Two useful examples of this sort of cross-industry misunderstanding are Joost and mobile WiMax. These proposed radical technology that would disrupt the TV and mobile industries respectively, but in both cases that technology was actually applied to a part of the value chain that offered very limited leverage to disrupt anything, and both were total failures:

  • Joost had a P2P platform that gave 'free distribution for TV'. But distribution is actually a tiny part of the cost of running a major TV channel - all the money goes to content. It took Netflix to work out how internet distribution could change things - as an enabler for a different operating model, with a new UX combined with data as a tool to rework content acquisition (and meanwhile YouTube solved the true long tail story)
  • Mobile WiMax was supposedly 10-20-30% cheaper than then-current cellular network technology for equivalent capacity. But the equipment itself is typically only a quarter of the cost of an urban base station, and the number of urban base stations you need is a function of in-building coverage as well as capacity, and WiMax was actually only available for deployment on high-frequency spectrum which is bad for in-building coverage. And you were deploying a weird non-standard tech with only one vendor and no handsets. So when you ran the maths, the tech that was "30% cheaper!" could actually be much more expensive to deploy. (Yes, this is a huge simplification)
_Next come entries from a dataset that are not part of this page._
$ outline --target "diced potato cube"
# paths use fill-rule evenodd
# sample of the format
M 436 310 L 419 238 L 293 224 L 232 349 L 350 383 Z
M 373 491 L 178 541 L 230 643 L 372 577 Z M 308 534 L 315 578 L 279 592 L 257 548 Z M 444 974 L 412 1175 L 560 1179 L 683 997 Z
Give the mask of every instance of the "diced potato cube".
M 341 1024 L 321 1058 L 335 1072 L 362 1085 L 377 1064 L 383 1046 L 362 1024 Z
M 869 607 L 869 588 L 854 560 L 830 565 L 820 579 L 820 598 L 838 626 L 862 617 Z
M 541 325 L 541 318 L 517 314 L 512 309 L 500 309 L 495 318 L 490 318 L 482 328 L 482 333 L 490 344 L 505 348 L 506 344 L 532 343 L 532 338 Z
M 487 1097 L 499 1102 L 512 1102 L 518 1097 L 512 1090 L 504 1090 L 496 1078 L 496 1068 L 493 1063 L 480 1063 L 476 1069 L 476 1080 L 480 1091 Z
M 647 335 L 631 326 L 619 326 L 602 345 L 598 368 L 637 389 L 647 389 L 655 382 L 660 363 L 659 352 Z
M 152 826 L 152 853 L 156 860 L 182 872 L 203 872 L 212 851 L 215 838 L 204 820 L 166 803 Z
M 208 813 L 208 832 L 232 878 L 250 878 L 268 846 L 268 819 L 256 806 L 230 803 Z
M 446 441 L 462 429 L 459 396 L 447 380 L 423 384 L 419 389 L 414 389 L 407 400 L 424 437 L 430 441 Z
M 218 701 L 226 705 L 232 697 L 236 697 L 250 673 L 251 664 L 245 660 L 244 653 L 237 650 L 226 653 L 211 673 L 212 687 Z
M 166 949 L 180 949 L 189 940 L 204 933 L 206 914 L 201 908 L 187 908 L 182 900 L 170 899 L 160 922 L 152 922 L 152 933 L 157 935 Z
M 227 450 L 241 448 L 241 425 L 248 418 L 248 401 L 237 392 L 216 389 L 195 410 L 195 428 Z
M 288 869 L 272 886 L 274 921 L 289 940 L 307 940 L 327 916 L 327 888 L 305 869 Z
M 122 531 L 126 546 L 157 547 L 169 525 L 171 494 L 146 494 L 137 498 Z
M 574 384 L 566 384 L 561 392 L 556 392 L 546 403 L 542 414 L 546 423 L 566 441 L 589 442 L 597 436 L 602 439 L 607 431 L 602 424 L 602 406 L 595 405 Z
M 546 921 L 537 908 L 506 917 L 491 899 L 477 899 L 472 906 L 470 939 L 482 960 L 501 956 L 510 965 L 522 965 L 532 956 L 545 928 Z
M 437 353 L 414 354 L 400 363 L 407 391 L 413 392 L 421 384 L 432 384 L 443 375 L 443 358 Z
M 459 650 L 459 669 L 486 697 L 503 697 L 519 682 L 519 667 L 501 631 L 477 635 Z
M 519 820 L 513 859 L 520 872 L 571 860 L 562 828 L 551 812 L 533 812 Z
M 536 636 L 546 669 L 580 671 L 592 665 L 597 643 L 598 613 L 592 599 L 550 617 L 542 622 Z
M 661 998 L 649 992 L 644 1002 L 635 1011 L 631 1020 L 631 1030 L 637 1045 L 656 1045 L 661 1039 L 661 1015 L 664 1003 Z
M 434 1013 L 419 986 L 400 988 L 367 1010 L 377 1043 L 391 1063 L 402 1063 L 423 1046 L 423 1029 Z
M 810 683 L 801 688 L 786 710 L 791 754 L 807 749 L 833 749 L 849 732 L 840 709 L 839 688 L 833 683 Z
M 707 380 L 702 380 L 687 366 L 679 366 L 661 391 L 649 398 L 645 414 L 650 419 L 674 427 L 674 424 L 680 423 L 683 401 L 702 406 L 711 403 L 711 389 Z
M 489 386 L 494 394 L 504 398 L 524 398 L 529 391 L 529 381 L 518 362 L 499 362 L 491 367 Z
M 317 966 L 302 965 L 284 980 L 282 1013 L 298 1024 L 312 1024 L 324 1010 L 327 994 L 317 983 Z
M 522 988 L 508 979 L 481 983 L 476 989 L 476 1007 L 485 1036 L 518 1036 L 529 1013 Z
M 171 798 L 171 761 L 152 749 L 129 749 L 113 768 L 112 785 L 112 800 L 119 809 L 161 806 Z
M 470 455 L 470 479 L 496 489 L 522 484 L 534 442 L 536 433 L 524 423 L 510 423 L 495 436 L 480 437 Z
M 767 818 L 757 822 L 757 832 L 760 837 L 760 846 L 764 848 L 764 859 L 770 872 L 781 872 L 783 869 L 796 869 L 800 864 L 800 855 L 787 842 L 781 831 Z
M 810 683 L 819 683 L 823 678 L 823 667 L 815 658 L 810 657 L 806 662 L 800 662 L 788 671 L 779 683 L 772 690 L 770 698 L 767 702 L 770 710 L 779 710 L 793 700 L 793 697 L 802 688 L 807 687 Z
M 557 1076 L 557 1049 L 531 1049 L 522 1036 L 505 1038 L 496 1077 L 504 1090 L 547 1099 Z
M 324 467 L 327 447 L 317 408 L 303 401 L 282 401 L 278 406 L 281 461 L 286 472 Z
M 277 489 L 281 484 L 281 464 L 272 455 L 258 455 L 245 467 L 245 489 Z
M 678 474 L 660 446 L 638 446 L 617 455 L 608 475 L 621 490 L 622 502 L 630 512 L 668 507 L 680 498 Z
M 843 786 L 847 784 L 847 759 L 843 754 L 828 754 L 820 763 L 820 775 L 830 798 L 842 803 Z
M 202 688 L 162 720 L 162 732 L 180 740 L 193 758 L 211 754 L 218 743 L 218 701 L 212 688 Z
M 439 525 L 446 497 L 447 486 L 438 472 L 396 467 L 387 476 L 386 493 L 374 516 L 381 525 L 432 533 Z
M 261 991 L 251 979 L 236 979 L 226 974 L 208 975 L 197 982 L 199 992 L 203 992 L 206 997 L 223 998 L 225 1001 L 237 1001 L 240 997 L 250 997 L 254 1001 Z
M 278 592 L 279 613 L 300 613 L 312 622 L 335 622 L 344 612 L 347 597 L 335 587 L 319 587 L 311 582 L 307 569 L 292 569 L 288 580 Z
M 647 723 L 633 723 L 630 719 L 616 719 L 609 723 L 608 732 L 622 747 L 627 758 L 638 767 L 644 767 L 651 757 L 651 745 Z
Naturally, one thing Joost and WiMax had in common was that TV and mobile people fell off their chairs laughing when they heard the pitch. And of course that showed that they didn't 'get it' - but actually, they did. They got the tech, but they also knew the broader industry context that meant the tech didn't matter. 

Both of these are of course inversions of the way that tech often does disrupt industries - by affecting parts of the industry that no-one paid attention to but which were actually key leverage points. Not many magazine people thought of themselves as being in the trucking and light-manufacturing business, for example, but they were, and that was why the internet had such an impact on them. But the opposite can also be true - there are industries where tech doesn't look important but is actually crucial, but there are also industries where tech looks crucial but doesn't actually matter very much at all, outside narrow constraints. 

The problem is, this sort of ignorance and misunderstanding is often how we get true disruption - people are so ignorant that they don't know something can't be done and won't work, so they go and do it, and it works. Dropbox and Paypal are particularly good examples of this, while Bessemer's 'anti-portfolio' is a fun look at the sensible reasons why some amazing companies would never work. The challenge of venture investing is that the model depends on investing in things that are laughable, because those are the only things that can make billions of dollars from zero in a few years. So you kind of want people to laugh at you and think you don’t understand the sector. You just have to be sure that you understand why they’re laughing.